You will love this book. Along with the great plot, there are moments of perfect inspiration. Here are a few quotes:
Do not look at these people with pity. It puts you up and puts them down.
Marc decided the best way to handle his situation was to stop trying to define what normal was.
Marc followed to Kamal’s footsteps, ducking under the occasional limb, and thought how much his own life resembled this landscape. Blanketed by ashes of regret and loss, waiting for that faint blessing of rain. Waiting.
We are saved from sin, yes. But to what end? Do we choose rightly and grow to God’s purpose?
This review was originally published on Kim’s blog, Deep Imprints. Reprinted with permission from the author.
Rare Earth is set in Kenya, Africa. Marc Royce has worked for the state department in clandestine assignments, most recently in Iraq. He is a Christian man who lost his wife four years ago and he uses his faith in his work, depending on God’s guidance to survive.
He needs to find out what happened to the brother of Kitra, an Israeli medical administrator who has secrets of her own.

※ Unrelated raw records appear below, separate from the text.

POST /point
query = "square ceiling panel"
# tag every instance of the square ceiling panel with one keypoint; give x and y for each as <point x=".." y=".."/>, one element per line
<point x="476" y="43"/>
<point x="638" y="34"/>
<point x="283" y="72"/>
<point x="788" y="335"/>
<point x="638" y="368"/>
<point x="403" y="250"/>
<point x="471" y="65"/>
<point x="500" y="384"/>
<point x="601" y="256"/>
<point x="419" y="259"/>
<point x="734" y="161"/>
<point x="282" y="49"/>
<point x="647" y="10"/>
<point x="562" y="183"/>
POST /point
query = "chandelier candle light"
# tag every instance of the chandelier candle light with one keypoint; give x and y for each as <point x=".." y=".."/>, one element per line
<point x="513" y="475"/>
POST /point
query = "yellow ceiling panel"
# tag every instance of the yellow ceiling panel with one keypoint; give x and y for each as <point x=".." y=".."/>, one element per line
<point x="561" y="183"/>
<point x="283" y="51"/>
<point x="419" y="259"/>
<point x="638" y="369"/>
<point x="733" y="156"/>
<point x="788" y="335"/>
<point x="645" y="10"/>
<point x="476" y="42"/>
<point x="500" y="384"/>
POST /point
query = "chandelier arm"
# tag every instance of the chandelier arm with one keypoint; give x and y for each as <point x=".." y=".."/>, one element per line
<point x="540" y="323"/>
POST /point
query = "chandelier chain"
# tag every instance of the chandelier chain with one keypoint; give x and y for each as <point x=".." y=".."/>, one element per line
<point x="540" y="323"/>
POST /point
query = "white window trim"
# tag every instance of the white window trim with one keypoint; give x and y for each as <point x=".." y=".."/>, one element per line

There are sparks between Kitra and Marc, but can they act on their feelings? Can they trust each other? Can their faith bring them together? This part of the novel is just in the background.
The main subject is why are African tribes being pushed off their land? Who killed Serge, Kitra’s brother? Is Lodestone, a company for hire for humanitarian resources, corrupt and behind all the killings and thievery? It is Marc’s job to find out.
I highly recommend reading this book, it is perfect for a man or a woman.